Research has come a long way, too.
To put together a media list, for example, PR pros used to use giant printed Bacon’s media directories. If the client or agency didn’t have them in-house, off you’d go to the library to do your research.
Now, PR pros have many ways to do this research at their fingertips. Of course, Google is a great tool, but there is no end to media databases you can pay for to get access to information on journalists and publications and easily build media lists.
Gone are the days when brands had hours to plan a response to a crisis. Now, it has to be done swiftly, before social media takes over your message for you.

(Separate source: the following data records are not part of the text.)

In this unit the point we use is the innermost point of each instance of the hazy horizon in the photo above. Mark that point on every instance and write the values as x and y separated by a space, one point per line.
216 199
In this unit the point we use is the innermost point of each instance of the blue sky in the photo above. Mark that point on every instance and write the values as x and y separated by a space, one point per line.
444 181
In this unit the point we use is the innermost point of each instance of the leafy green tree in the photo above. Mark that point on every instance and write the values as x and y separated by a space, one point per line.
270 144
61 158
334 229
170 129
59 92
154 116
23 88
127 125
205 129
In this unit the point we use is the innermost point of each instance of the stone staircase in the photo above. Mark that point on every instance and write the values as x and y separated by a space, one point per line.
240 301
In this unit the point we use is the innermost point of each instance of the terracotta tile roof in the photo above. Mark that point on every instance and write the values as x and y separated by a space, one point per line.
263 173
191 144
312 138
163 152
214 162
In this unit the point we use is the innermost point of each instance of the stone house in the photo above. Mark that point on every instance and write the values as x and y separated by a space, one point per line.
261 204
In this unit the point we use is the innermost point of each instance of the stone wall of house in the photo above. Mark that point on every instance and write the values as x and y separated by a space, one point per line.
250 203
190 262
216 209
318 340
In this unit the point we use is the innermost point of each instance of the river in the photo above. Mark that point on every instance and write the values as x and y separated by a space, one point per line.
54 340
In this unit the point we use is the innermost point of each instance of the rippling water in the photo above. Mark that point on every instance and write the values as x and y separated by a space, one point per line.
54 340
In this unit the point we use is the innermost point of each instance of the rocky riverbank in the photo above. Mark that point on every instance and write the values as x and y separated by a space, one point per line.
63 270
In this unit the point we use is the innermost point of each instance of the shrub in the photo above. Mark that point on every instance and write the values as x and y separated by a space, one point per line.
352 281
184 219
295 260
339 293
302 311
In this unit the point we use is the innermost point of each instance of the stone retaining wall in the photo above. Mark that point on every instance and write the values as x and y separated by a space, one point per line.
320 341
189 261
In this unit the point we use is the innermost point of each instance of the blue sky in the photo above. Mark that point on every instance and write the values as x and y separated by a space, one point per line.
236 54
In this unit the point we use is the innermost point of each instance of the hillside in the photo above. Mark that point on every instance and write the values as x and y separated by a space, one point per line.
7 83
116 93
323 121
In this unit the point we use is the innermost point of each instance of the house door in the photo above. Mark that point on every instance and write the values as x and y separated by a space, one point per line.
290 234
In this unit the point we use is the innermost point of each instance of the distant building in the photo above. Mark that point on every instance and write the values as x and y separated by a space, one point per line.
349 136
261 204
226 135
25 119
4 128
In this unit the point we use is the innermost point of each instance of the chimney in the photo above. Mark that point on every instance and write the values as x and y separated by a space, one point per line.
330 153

There is no time of day when a crisis goes unnoticed. With our always-on news cycle, brands need to be monitoring—and responding—in real-time to issues that arise.
Fortunately, social media monitoring/listening tools can help them do this.
Technology is even helping PR pros find more work.
“I work for an online platform that connects PR and marketing freelancers to client projects called @theworkcrowd. The traditional workforce and hiring are definitely changing thanks to technology,” says Anneliese Searle (@AnnelieseSearle).
But maybe it isn’t all change for the better
While all of this is helping PR pros do faster, not everyone believes technology has changed PR for the better.
“Working in PR for the public sector I’ve found tech, specifically social media, gives greater opportunity for people to take pot shots at the organization. Negative voices often drown out the good work we do,” said freelance writer and marketer Paulie Ful (@PaulieFul).
And PR consultant Ronke Lawal (@ronkelawal) points to the Cambridge Analytica situation with Facebook as a downside to technologic advances.
“Data capture, use of social media and digital news has an impact more than ever now,” Lawal says.
Technology in PR is here to stay
Whether you believe technology has changed PR for the better—or for the worse—it will continue to play a role in the profession’s evolution. Better buckle up and hang on for the ride.